|Relling, David - UNIV OF NORTH DAKOTA|
|Esberg, Lucy - UNIV OF NORTH DAKOTA|
|Murphy, Eric - UNIV OF NORTH DAKOTA|
|Carlson, Edward - UNIV OF NORTH DAKOTA|
|Ren, Jun - UNIV OF NORTH DAKOTA|
Submitted to: Journal of Hypertension
Publication Type: Peer Reviewed Journal
Publication Acceptance Date: November 10, 2005
Publication Date: February 1, 2006
Repository URL: http://handle.nal.usda.gov/10113/46673
Citation: Relling, D.P., Esberg, L.B., Fang, C.X., Johnson, W.T., Murphy, E.J., Carlson, E.C., Saari, J.T., Ren, J. 2006. High-fat diet-induced juvenile obesity leads to cardiomyocyte dysfunction and upregulation of Foxo3a transcription factor independent of lipotoxicity and apoptosis. Journal of Hypertension. 24:549-561. Interpretive Summary: Obesity represents an alteration of fat metabolism that is often associated with diseases such as hypertension or diabetes, thus its effects on cardiovascular function are difficult to distinguish from those caused by other disease conditions. In the present study rats were fed a high fat diet that caused elevation of body weight without evidence of hypertension, diabetes or toxic events such as oxidative stress or change in lipid profiles. The obese rats nonetheless showed depression of heart function, illustrating that consumption of a high fat diet can affect the heart prior to the onset of diseases usually accompanying obesity.

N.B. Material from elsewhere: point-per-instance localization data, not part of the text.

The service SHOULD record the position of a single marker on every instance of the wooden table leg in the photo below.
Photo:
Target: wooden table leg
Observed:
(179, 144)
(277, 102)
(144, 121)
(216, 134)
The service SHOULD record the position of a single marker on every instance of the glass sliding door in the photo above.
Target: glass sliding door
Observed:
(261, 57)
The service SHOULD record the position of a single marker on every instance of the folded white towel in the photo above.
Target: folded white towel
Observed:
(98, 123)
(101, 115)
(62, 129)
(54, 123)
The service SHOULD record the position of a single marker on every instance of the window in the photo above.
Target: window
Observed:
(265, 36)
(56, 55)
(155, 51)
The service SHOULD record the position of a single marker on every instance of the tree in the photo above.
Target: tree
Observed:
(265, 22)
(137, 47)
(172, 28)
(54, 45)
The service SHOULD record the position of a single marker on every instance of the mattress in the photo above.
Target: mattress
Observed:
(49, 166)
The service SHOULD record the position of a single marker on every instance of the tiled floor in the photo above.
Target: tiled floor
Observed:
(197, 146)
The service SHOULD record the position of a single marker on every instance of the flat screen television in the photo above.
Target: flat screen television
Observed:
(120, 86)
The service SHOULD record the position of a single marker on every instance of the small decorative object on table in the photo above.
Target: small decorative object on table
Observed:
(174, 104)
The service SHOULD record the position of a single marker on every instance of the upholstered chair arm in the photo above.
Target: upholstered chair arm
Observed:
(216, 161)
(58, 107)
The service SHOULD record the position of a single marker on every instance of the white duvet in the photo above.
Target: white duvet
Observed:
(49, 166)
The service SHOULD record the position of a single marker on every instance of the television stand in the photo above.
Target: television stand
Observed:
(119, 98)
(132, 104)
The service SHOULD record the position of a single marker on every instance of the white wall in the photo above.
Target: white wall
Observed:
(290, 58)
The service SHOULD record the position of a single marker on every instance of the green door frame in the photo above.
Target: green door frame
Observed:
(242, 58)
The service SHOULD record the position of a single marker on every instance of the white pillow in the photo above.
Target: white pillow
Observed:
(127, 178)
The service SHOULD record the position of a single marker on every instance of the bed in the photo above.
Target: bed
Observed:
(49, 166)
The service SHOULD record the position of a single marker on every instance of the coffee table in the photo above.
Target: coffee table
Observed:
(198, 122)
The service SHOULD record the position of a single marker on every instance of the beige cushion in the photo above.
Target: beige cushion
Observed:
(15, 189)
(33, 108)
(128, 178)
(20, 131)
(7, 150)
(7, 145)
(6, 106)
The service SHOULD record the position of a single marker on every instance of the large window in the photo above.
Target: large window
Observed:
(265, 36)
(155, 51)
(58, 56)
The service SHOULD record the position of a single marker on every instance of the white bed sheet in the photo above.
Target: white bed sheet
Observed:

Technical Abstract: Obesity is associated with dyslipidemia leading to elevated cardiac triglycerides and ceramide levels, apoptosis and compromised cardiac function. However, concomitant comorbidities such as hypertension and diabetes may bias the direct effect of obesity on cardiac function. Methods and Results: To determine the role of high-fat diet-induced obesity on cardiac excitation-contraction coupling, weanling male Sprague Dawley rats were fed diets incorporating 10% of kcal or 45% kcal from fat. Mechanical function of ventricular myocytes were evaluated including peak shortening (PS), time-to-PS (TPS), time-to 90% relengthening (TR**90) and maximal velocity of shortening and relengthening (± dL/dt). Intracellular Ca**2+ properties were assessed using Fura-2 fluorescent microscopy. High-fat diet-induced obesity depressed PS, ± dL/dt, prolonged TPS and TR**90, reduced intracellular CA**2+ release and clearing rate in the absence of hypertension, diabetes or characteristics of lipotoxicity. Myocyte response to high stimulus frequency but not extracellular CA**2+ was compromised. SERCA2a and phospholamban levels were increased although the ratio of the two was unchanged in high-fat diet group. Oxidative injury and apoptosis were similar between the high and low diet groups. Levels of eNOS, iNOS, triglycerides, and ceramide were also similar between the groups. Conclusions: The high-fat diet-induced obesity resulted in impaired cardiac mechanical function in ventricular myocytes without overt oxidative damage, lipotoxicity or apoptosis. These data suggest that high-fat diet-induced obesity in young rats depresses contractile function of cardiac myocytes prior to the onset of diabetes, hypertension and lipotoxicity.